The other daily task was to mark the moment the sun reached its highest point on the meridian in the south. This latter task required only one man with a plumb line. Holding the plumb line over a N/S line drawn on the ground he knew the sun was exactly in the south when its shadow fell along the N/S line, indicating noon. The shortest shadow would be on the day of the summer solstice, while the longest shadow marked the winter solstice.
The three principal officers of the modern lodge occupy positions in the East, South, and West. The Master wears a collar from which hangs a ninety-degree square, the Senior Warden's is a level and the Junior Warden’s is a plumb rule. All of these emblems are tools for laying-out or checking the vertical or horizontal. The Master’s place is in the East to mark the angle of the sun as it rises. Behind him, or further to the east, between him and the rising sun, is the Senior Deacon with his wand that doubles as a gnomon for casting the shadow. In the Irish Constitution the deacon sits at the back of the Chair of the Master or at the right if so permitted. So the Senior Deacon is placed further east than the Master, which is between him and the rising sun. The Master and Senior Deacon may sit side by side, but his proper place is enshrined in the wording of the ritual. The jewel around the Master's neck is a square - the tool he needs to place against the deacon’s wand to ensure that it is a true vertical. Close at hand among the working tools that lie on the altar, is the skirrit or chalked line with which he marks the shadow line, to record the position of the rising sun.
Similarly we have the Senior Warden in the west with his assistant the Junior Deacon on his right and are therefore between the Senior Warden and the setting sun. In the south, of course, we have the Junior Warden whose symbol of office is the plumb line, with plummet affixed. This is precisely the tool he would require for marking the moment the sun reaches its zenith on the meridian. He needs no assistant. His duty, when asked, is to “observe the sun on (or at) its meridian, to call the Brethren from labour to refreshment, and from refreshment to labour.”
McClintoch asks if it is merely coincidence that the principal officers of a modern Masonic Lodge are of the right number, the right tools, and in precisely the same positions to carry out the duties of this priesthood?
Brethren, this is only one of many of the situations put forward in Macintosh’s thesis - that Freemasonry has preserved the rituals and customs of the pre-Christian societies.
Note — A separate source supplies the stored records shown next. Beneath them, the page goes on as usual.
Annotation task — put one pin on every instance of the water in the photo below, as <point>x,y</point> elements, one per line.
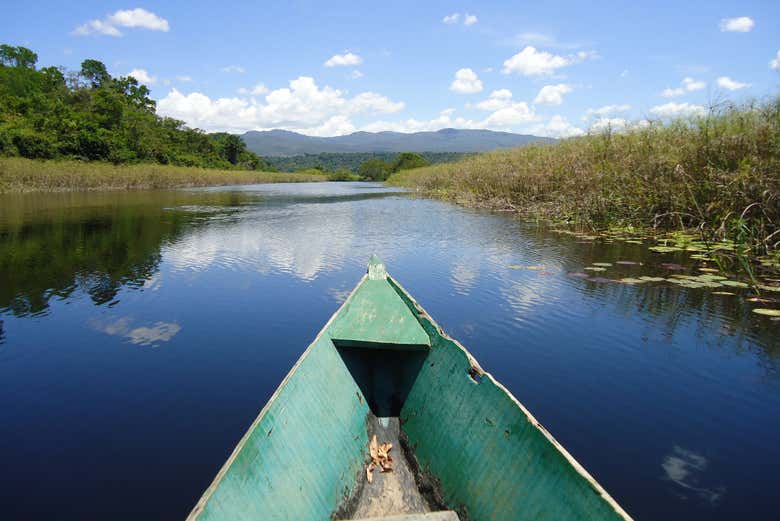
<point>141,333</point>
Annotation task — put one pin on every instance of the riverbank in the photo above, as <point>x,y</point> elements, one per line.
<point>28,175</point>
<point>719,174</point>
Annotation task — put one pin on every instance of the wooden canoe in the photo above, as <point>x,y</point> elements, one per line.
<point>464,448</point>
I use this example because Venus is the ruling planet for the month of October in which my birthday falls and I will be taking much more interest in it in future. In the process of reading this book I have become aware of the more esoteric meanings behind the exoteric demonstrations of our fraternity.
As Freemasons we are taught to study the Liberal Arts and Sciences. Astronomy and astrology clearly lie within the compass of this exhortation and for those of you, like me, who are seeking the truth about the origins of Freemasonry, I strongly recommend Chris McClintock’s book to you.
Thank you brethren for listening; are there any questions?